Although Tropical Cyclones (Tropical Storms and Hurricanes) are notorious for their powerful winds, their deadliest and most damaging component is flooding.
Because these storms often originate in the maritime tropical regions of the Atlantic, they carry deep tropical moisture with them. As a result they can dump extremely heavy rains that can lead to flash flooding. In Bermuda, low-lying areas can flood easily at high tide. As seen around the canal in Pembroke. Additionally, rock slides and wall collapses have also recently been observed, potentially linked to heavy rain events. Heavy rain can result in flood waters entering homes, businesses, and vehicles causing extensive damage, even if nothing is swept away.
Meanwhile, the violent winds in a Tropical Cyclones frequently whip up large swells, hazardous rip currents, and coastal erosion – even when a storm is far out at sea making things dangerous for mariners and beach-goers. If a nearby storm generates a period of powerful onshore winds, a storm surge can be produced. These onshore winds push and pile up the sea against a coastline, it is measured above the mean high tide mark. This too can enter homes, businesses, and vehicles causing flood damage – however it is frequently accompanied by large, battering waves that can cause additional damage. Storm surge from Hurricane Fabian (2003) washed away a part of the Causeway, flooded the Airport, and caused extensive beach erosion claiming or severely damaging several South Shore residences and businesses.
Flooding, from either heavy rain or storm surge, can cause extensive erosion of roads and foundations. Additionally, muddy/sandy water may hide dangerous obstacles like debris, power lines or areas where roads have been washed away. Meanwhile, even shallow flowing water can be powerful enough to sweep people off their feet, potentially leading to life-threatening situations.

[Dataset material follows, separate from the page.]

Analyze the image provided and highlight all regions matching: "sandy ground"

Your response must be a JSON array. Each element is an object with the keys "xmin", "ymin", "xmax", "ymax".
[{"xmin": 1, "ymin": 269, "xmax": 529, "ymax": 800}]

Avoid being in a flooding situation by evacuating low-lying coastal and inland areas prior to the approach of a Tropical Cyclone. Keep up to date with Emergency Measures Organization updates to know where and when shelters become available. Of course, monitor products issued by the Bermuda Weather Service and the National Hurricane Center (a US government operation out of Miami, FL) throughout the year, particularly their Tropical products during Hurricane Season. Heed watches and warnings as they are posted, take necessary precautions to protect life and property, and take the power of water seriously.